Faculty of Electronics, Telecommunications and Informatics, Gdańsk University of Technology, 80-233 Gdańsk, Poland.
Sensors (Basel). 2021 Jun 11;21(12):4035. doi: 10.3390/s21124035.
Data reusability is an important feature of current research, just in every field of science. Modern research in Affective Computing, often rely on datasets containing experiments-originated data such as biosignals, video clips, or images.

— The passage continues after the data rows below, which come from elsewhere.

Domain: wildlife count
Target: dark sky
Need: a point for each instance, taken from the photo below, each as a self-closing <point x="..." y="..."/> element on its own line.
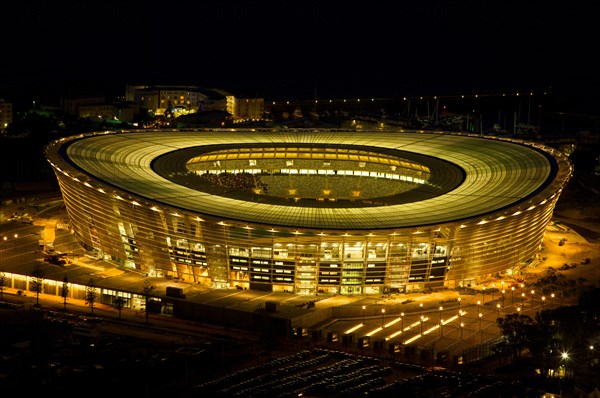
<point x="331" y="47"/>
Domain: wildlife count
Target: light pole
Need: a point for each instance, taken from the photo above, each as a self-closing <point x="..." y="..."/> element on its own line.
<point x="402" y="321"/>
<point x="483" y="294"/>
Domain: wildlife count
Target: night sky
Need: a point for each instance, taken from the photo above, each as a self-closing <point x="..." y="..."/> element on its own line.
<point x="308" y="47"/>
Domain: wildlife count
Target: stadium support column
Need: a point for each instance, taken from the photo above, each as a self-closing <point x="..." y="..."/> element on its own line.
<point x="216" y="253"/>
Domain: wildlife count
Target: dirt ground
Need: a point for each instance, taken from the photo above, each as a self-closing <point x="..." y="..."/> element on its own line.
<point x="577" y="214"/>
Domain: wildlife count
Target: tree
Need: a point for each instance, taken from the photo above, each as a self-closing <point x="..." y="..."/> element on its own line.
<point x="516" y="331"/>
<point x="38" y="282"/>
<point x="91" y="293"/>
<point x="119" y="303"/>
<point x="147" y="293"/>
<point x="64" y="291"/>
<point x="3" y="283"/>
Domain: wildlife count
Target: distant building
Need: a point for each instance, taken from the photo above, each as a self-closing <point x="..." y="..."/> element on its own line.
<point x="123" y="112"/>
<point x="174" y="101"/>
<point x="177" y="101"/>
<point x="6" y="114"/>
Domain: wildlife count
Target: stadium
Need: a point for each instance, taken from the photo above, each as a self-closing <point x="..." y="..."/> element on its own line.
<point x="310" y="211"/>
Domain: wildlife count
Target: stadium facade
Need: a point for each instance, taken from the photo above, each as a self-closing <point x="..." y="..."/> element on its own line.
<point x="310" y="210"/>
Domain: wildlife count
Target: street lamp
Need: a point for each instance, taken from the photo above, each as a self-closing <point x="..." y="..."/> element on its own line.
<point x="483" y="294"/>
<point x="402" y="321"/>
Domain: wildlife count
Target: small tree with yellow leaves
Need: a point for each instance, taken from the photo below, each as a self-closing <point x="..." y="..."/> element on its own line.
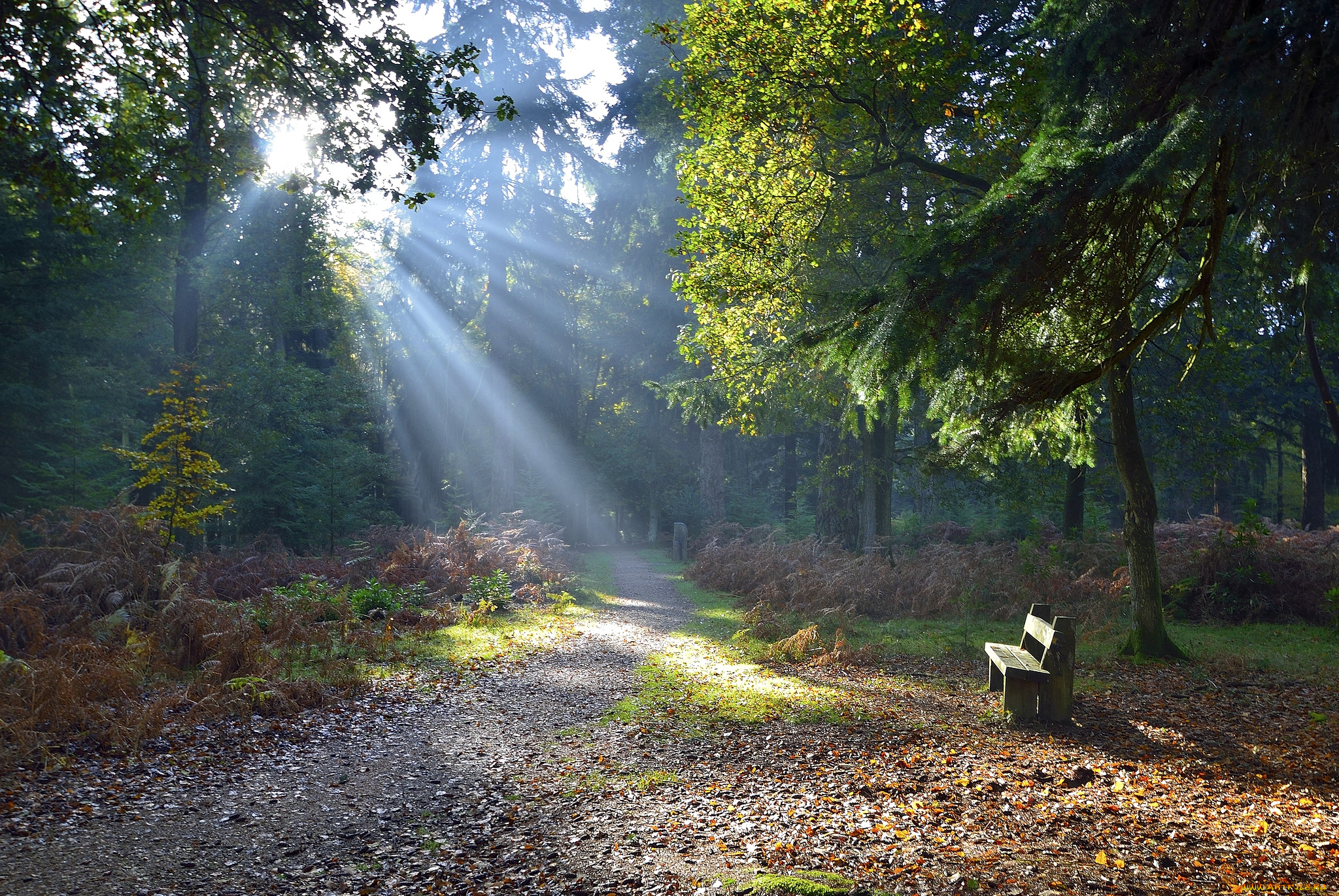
<point x="173" y="463"/>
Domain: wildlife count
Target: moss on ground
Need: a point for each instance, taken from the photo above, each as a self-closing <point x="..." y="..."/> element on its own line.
<point x="802" y="883"/>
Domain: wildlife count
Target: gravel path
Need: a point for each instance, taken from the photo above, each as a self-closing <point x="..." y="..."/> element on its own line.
<point x="426" y="786"/>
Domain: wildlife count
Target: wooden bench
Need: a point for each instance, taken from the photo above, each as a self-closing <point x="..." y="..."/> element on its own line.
<point x="1038" y="675"/>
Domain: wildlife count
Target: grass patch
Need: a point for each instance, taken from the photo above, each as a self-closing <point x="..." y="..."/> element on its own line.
<point x="517" y="633"/>
<point x="706" y="676"/>
<point x="653" y="780"/>
<point x="804" y="883"/>
<point x="1300" y="650"/>
<point x="507" y="637"/>
<point x="596" y="574"/>
<point x="1303" y="651"/>
<point x="696" y="685"/>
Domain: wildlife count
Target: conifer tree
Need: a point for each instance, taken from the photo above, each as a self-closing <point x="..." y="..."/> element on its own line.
<point x="175" y="464"/>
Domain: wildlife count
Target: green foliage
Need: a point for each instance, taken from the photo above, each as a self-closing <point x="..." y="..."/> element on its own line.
<point x="378" y="596"/>
<point x="176" y="468"/>
<point x="494" y="587"/>
<point x="80" y="130"/>
<point x="315" y="598"/>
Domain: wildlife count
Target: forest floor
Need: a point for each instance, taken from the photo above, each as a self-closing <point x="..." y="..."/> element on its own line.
<point x="645" y="753"/>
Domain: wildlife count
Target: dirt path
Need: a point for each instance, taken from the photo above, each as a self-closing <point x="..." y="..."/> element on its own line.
<point x="512" y="785"/>
<point x="424" y="785"/>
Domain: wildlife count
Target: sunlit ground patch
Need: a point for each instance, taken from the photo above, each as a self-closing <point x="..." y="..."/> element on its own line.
<point x="695" y="685"/>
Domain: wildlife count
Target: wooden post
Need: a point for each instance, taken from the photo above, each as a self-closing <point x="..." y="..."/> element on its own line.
<point x="1057" y="693"/>
<point x="681" y="541"/>
<point x="1019" y="698"/>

Moreover, conducting experiments with a vast number of participants to build datasets for Affective Computing research is time-consuming and expensive. Therefore, it is extremely important to provide solutions allowing one to (re)use data from a variety of sources, which usually demands data integration. This paper presents the Graph Representation Integrating Signals for Emotion Recognition and Analysis (GRISERA) framework, which provides a persistent model for storing integrated signals and methods for its creation. To the best of our knowledge, this is the first approach in Affective Computing field that addresses the problem of integrating data from multiple experiments, storing it in a consistent way, and providing query patterns for data retrieval. The proposed framework is based on the standardized graph model, which is known to be highly suitable for signal processing purposes. The validation proved that data from the well-known AMIGOS dataset can be stored in the GRISERA framework and later retrieved for training deep learning models. Furthermore, the second case study proved that it is possible to integrate signals from multiple sources (AMIGOS, ASCERTAIN, and DEAP) into GRISERA and retrieve them for further statistical analysis.
数据可重用性是当前研究的一个重要特征,不仅在科学的各个领域如此。情感计算领域的现代研究通常依赖于包含实验产生的数据(如生物信号、视频剪辑或图像)的数据集。此外,为了进行情感计算研究,需要耗费大量时间和金钱来招募大量参与者以构建数据集。因此,提供允许从各种来源(重新)使用数据的解决方案非常重要,这通常需要数据集成。本文提出了 GRISERA(Graph Representation Integrating Signals for Emotion Recognition and Analysis)框架,它提供了一种持久的模型来存储集成信号,并提供了创建它的方法。据我们所知,这是情感计算领域中第一个解决从多个实验集成数据、以一致的方式存储数据以及提供数据检索查询模式的问题的方法。该框架基于标准化图形模型,该模型非常适合信号处理目的。验证证明,可以将来自著名的 AMIGOS 数据集的数据存储在 GRISERA 框架中,并在以后用于训练深度学习模型。此外,第二个案例研究证明,可以将来自多个来源(AMIGOS、ASCERTAIN 和 DEAP)的信号集成到 GRISERA 中,并检索它们进行进一步的统计分析。